Lebanese parents are also worried about the future of their children, after the current school year ended unexpectedly due to the coronavirus disease (COVID-19) pandemic.

Dr. Tarek Majzoub, the minister of education and higher education, ended the academic year in public schools and gave private schools the right to take a call on this issue.

He said: “The coming academic year will witness intensification of lessons and a review of what students have missed.”

But what sort of academic year should students expect?

Differences have developed between school owners, parents, and teachers over the payment of tuition fees and teachers’ salaries.

Azar said: “What I know so far is that 80 percent of the Catholic schools in Lebanon will close their doors next year unless they are financially helped. Some families today are unable to pay the rest of the dues for the current year either because their breadwinners were fired or not working, while others do not want to pay dues because schools remain closed due to the pandemic.

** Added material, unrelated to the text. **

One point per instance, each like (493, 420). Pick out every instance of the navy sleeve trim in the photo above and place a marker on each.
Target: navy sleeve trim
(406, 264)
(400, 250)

“Lebanese people chose private schools for their children because they trusted them for their quality — 70 percent of Lebanese children go to private schools. Today, we are facing a major crisis, and I say that if education collapses in Lebanon, then the area surrounding Lebanon will collapse. Many Arab students from the Gulf states receive their education in the most prestigious Lebanese schools,” he added.

“What we are witnessing today is that the educational contract is no longer respected. It can be said that what broke the back of school owners is the approval by the Lebanese parliament in 2018 of a series of ranks and salaries that have bankrupted the state treasury and put all institutions in a continuous deficit.”

Those in charge of formal education expect a great rush for enrollment in public schools and universities, but the ability of these formal institutions to absorb huge numbers of students is limited.

Majzoub said that his ministry was “working on proposing a law to help private schools provide a financial contribution for each learner within the available financial capabilities or grants that can be obtained.”

The undersecretary of the Teachers’ Syndicate in Private Schools, former government minister Ziad Baroud, said: “The crisis of remaining student fees and teachers’ salaries needs to be resolved by special legislation in parliament that regulates the relationship between all parties — teachers, parents, and schools — and takes into account the measures to end teachers’ contracts before July 5.”

Baroud spoke of “hundreds of teachers being discharged from their schools every year based on a legal article that gives the right to school owners to dismiss any teacher from service, provided that they send the teacher a notification before July 5.”

H said it should be kept in mind that thousands of teachers have not yet received their salaries for the last four months, and some of them had received only 50 percent or even less of their salaries.

Khoury said: “The AUB received a loan from the late Prime Minister Rashid Karami at the beginning of the 1975 Lebanese civil war to keep it afloat. In the 1990s, the late Prime Minister Rafik Hariri provided aid and grants to the universities. Today, no one can help universities.”

Last Thursday, the Lebanese parliament adopted a proposal submitted by the leader of the Future Parliamentary Bloc, Bahia Hariri, to allocate LBP300 billion to the education sector to help it mitigate the effects of COVID-19.